Principal component analysis (PCA) for method validation. Twenty milligrams (±0.2 mg) from 96 wheat cultivars was weighed, extracted using 0.5 mL Gnd-HCl buffer, and 10 µL extract aliquots were digested using trypsin/Lys-C. QCs and IS are described in the Materials and Methods. LC–MS data were acquired using LC method 6. (A) PC1 vs. PC2 plot based on unnormalised LC–MS quantitative data of the 96 wheat and QCs samples; (B) PC1 vs.
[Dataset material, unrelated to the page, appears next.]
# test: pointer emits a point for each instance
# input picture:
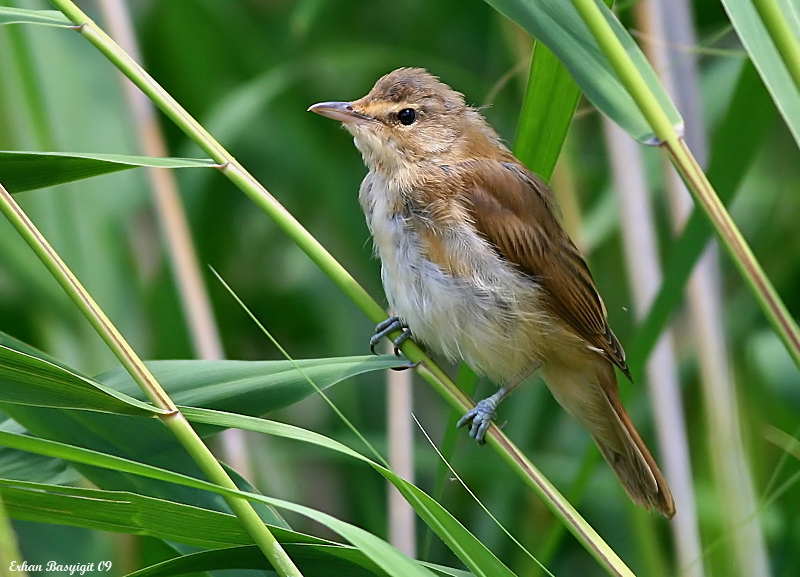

PC2 plot based on LC–MS quantitative data from panel A normalised using the sample weights; (C) PC1 vs. PC2 plot based on LC–MS quantitative data from panel B normalised using the IS cluster; (D) PC1 vs. PC2 plot based on LC–MS quantitative data from panel C normalised using the injection order of the QCs (indicated with the orange numbers) and the ‘intensity drift’ algorithm of Genedata Analyst.